# no period for 3 months and after negative tests, surprise!!!



## rogue53

just got 2 definite BFP tests today not even fmu, very surprised as ive had no period for 3 months and was just undergoing blood tests to see why, i even had a negative blood test from the doctors!!! so im in denial at the moment waiting for my better half to come home from work to see the tests and tell me im not going crazy!! haven't had many symptoms either apart from a bit of an upset stomach this morning and feeling really thirsty, no tiredness, no sickness, no tender breasts! but im sure thats to come lol!! cant even say how far along i am as ive had no period in so long hoping the doctor will send me for a dating scan next week to see!!! :happydance:


----------



## alliebabyfeve

Wow, that's crazy! Congratulations!


----------



## chell5544

crongrats your have to let ue no how far you are


----------



## M.e.j.b02-17

*have a happy&healthy pregnancy *


----------



## hopeforamirac

congrats


----------



## Groovychick

Congratulations! :)


----------



## littlebabyboy

best of luck!


----------



## mzswizz

congrats! im currently about to be 2 months late for AF. I had 1 pos hpt and the rest negative but still no AF. Will go to the doctor on the day of next AF due date which is Nov. 17th. You gave me alot of hope just now.


----------



## ducky1502

wow congrats :) xx


----------



## wantingagirl

wow thats amazing!
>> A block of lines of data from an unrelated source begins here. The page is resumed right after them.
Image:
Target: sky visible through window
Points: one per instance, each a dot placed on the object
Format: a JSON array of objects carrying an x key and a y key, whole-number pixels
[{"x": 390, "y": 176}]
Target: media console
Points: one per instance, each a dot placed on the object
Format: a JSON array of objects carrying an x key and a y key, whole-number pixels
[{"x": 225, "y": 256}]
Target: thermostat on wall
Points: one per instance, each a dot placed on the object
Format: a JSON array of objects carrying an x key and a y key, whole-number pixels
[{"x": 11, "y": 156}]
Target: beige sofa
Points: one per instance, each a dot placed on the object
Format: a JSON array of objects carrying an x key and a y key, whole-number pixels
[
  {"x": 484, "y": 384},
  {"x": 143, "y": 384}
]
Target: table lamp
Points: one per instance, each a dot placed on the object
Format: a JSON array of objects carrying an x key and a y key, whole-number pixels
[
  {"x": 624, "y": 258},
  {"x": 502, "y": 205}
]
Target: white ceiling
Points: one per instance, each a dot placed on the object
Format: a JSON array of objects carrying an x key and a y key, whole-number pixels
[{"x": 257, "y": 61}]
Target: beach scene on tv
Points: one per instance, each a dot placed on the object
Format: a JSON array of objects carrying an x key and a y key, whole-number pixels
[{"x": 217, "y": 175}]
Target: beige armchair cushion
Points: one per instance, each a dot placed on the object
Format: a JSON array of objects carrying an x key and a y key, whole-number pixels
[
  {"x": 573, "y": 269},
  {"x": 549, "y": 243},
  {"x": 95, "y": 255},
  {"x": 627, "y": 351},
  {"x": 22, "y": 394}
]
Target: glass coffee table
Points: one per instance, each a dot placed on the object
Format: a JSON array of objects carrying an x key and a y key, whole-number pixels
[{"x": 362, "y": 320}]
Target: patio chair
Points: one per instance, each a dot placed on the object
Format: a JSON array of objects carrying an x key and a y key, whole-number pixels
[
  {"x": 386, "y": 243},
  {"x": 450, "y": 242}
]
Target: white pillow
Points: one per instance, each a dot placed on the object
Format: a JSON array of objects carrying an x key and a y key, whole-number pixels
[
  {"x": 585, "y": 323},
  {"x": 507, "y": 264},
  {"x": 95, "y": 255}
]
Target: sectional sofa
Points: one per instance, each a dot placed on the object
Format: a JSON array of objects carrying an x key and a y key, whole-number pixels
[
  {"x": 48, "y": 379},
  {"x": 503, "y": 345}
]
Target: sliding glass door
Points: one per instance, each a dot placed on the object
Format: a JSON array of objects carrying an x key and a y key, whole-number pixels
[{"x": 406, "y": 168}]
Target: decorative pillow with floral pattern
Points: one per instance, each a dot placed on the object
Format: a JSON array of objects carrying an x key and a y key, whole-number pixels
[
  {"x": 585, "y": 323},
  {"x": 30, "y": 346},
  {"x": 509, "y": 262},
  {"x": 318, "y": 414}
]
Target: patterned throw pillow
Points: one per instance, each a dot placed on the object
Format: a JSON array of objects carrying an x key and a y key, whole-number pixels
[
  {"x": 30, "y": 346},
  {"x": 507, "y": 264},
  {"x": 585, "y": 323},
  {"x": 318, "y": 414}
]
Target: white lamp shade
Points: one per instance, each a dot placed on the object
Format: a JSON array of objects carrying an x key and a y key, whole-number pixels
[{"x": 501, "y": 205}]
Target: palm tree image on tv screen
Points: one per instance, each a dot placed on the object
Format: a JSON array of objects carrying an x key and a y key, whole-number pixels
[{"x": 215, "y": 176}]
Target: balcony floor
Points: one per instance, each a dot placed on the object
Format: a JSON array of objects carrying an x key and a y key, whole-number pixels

Congrats! xx


----------



## v2007

Congratulations. 

V xx


----------



## hopefaithcj

rogue53 said:


> just got 2 definite BFP tests today not even fmu, very surprised as ive had no period for 3 months and was just undergoing blood tests to see why, i even had a negative blood test from the doctors!!! so im in denial at the moment waiting for my better half to come home from work to see the tests and tell me im not going crazy!! haven't had many symptoms either apart from a bit of an upset stomach this morning and feeling really thirsty, no tiredness, no sickness, no tender breasts! but im sure thats to come lol!! cant even say how far along i am as ive had no period in so long hoping the doctor will send me for a dating scan next week to see!!! :happydance:


Wow! Thanks for posting this, I'm in a similar position (not pregnant I don't think :(. ) but I haven't had af since 22nd aug, no idea when I ovulate as have pcos, past week though been having a wierd stretchy feeling, loads of cm, no sore breasts, slight nausea but guess that could be bug going around... Hard not to get hopes up. Tonight I've had a couple of bad cramps that have lasted a few seconds then past.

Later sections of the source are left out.